I’ve been in the blogging sphere for over three years now, my current project Kids Days Out Reviews being my latest project. I have seen PR approaches both bad and good, but one I’ve heard about through the parent blogging jungle drums has captured my interest, and not in a good way.

As a family travel blogger, I promote UK days out on my blog. Sometimes, I pay for the attraction myself or, in an increasing number of cases, the attraction send me a family ticket, both as an incentive to come, and as a thank you. Some of them also send goody bags, and food vouchers for on the day. Basically, there is a UK attraction group which I have contacted a couple of times with regard to ‘working with them’. The emails are being ignored, which is fair enough. I don’t reply to all emails I get if they don’t interest me, so I don’t see why they should be any different. 

So, this UK attraction has recently sent out random emails to other bloggers. They want bloggers to talk about them, run giveaways for them, and (hold your horses) maybe be in with a chance of getting free tickets for themselves and their families.

Wow! How lucky are we? We can do some blogging for free for a UK attraction – which is big enough to employ a full-time and marketing person – in exchange for the chance of maybe getting some tickets ourselves. Excuse me if I’m not sorry I’m not on your list (even though it’s one of the top family travel blogs in the UK and absolutely perfect for them).

If you have a product or service to promote and you’re thinking of working with bloggers, then this is what you need to consider…..

Bloggers (on the whole) blog for two reasons – a) because they enjoy it. It is a hobby. They like sharing things with others. They’re not going to promote you without at least having some first-hand experience of you or your products, or having some passion for what you are trying to achieve. Sorry, theme parks don’t spark that sort of passion in the same way that maybe a charity campaign does. Or b) because they earn a living from it. Promoting you for free kind of defeats this object, unless you run a very attractive affiliate scheme. You can’t blame the pro blogger for passing over your free work for something that pays.

That giveaways are not an attractive thing for established bloggers to do for nothing. Especially if it means someone can win a prize that they can’t have themselves unless they are one of the ‘lucky’ ones. New bloggers might do them for free to get some interest in their blog and boost their follower numbers, but they soon learn that compers don’t hang around too long, and sooner or later one of them will encounter a problem with a disgruntled comper which has the potential to warrant an investigation by some authority or other.
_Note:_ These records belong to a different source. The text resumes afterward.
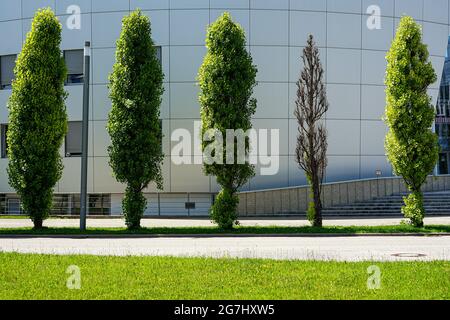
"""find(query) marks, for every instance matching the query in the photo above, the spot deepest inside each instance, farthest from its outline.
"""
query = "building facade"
(353, 37)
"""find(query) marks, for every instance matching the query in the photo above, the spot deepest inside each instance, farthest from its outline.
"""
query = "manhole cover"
(409, 255)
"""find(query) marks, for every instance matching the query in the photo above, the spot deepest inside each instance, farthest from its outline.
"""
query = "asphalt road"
(373, 248)
(199, 222)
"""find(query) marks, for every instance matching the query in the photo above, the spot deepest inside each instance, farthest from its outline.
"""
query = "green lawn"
(44, 277)
(237, 231)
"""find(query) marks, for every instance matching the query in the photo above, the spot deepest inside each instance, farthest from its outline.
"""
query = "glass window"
(7, 64)
(4, 142)
(73, 139)
(74, 62)
(159, 54)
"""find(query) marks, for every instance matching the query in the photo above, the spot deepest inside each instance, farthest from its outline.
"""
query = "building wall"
(353, 57)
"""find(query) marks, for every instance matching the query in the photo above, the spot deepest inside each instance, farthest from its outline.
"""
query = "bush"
(223, 211)
(414, 209)
(37, 117)
(136, 87)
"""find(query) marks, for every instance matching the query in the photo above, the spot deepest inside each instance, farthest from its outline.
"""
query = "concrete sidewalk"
(281, 248)
(205, 222)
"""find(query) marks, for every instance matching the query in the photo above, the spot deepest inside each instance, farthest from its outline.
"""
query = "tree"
(411, 146)
(227, 78)
(312, 104)
(136, 87)
(37, 117)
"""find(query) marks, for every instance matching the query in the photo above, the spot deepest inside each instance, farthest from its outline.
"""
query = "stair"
(436, 204)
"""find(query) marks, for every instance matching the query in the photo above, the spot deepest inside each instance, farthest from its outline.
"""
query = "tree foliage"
(412, 148)
(37, 117)
(136, 88)
(312, 143)
(227, 78)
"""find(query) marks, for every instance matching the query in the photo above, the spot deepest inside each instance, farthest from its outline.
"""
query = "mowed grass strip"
(238, 230)
(44, 277)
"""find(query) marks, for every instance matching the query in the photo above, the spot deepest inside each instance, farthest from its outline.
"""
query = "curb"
(222, 235)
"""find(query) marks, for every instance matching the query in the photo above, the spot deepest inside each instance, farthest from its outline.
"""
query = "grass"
(236, 231)
(45, 277)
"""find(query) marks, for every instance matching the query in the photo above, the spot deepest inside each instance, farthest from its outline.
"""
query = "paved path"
(116, 223)
(304, 248)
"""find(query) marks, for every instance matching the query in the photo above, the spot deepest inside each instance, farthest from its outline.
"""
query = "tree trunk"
(317, 203)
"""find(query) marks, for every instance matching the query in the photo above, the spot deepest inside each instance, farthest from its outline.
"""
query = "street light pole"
(85, 134)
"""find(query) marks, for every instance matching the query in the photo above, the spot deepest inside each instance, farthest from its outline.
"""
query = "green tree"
(136, 87)
(227, 78)
(412, 148)
(37, 117)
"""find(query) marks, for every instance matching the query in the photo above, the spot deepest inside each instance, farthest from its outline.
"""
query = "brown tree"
(312, 143)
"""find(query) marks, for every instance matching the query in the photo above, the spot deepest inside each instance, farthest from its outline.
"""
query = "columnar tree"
(412, 148)
(227, 78)
(311, 106)
(37, 117)
(136, 88)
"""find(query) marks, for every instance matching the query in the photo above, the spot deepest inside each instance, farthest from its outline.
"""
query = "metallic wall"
(353, 56)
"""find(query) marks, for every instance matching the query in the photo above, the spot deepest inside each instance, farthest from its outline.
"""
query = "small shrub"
(414, 209)
(223, 211)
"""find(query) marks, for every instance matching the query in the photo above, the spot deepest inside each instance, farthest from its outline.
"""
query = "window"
(73, 139)
(159, 54)
(74, 62)
(4, 142)
(7, 64)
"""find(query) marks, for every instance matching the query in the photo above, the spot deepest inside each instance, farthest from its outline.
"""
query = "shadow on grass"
(271, 230)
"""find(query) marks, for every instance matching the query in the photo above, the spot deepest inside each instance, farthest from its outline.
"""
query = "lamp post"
(85, 134)
(378, 173)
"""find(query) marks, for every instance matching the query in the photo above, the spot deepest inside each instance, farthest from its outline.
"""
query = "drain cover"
(409, 255)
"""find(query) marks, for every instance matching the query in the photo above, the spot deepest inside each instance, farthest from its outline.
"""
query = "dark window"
(189, 205)
(99, 204)
(73, 139)
(7, 64)
(159, 54)
(74, 62)
(4, 141)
I stopped running giveaways some time ago unless it’s a favour to a blogging buddy because I could see only risk and no reward.

If you’re too tight to send me a product to review, then I won’t be sharing it with my readers. I can’t recommend something I haven’t used. I can’t talk engagingly about your service if I haven’t experienced it. If you’re a theme park and you’re so full to capacity you can’t give a family ticket to me in exchange for a juicy backlink and exposure to my audience, then frankly, you don’t need my help. If you’re not full to capacity, then the ticket is akin to price-dumping. The ticket is costing you nothing, yet you gain a backlink and the exposure you want. Sorry it’s very bad PR to ask bloggers to spend their time doing something for you for free without even offering them the chance to use your services.

I think this week, I may be contacting the attraction and offering my blogger outreach services. Then again, maybe not!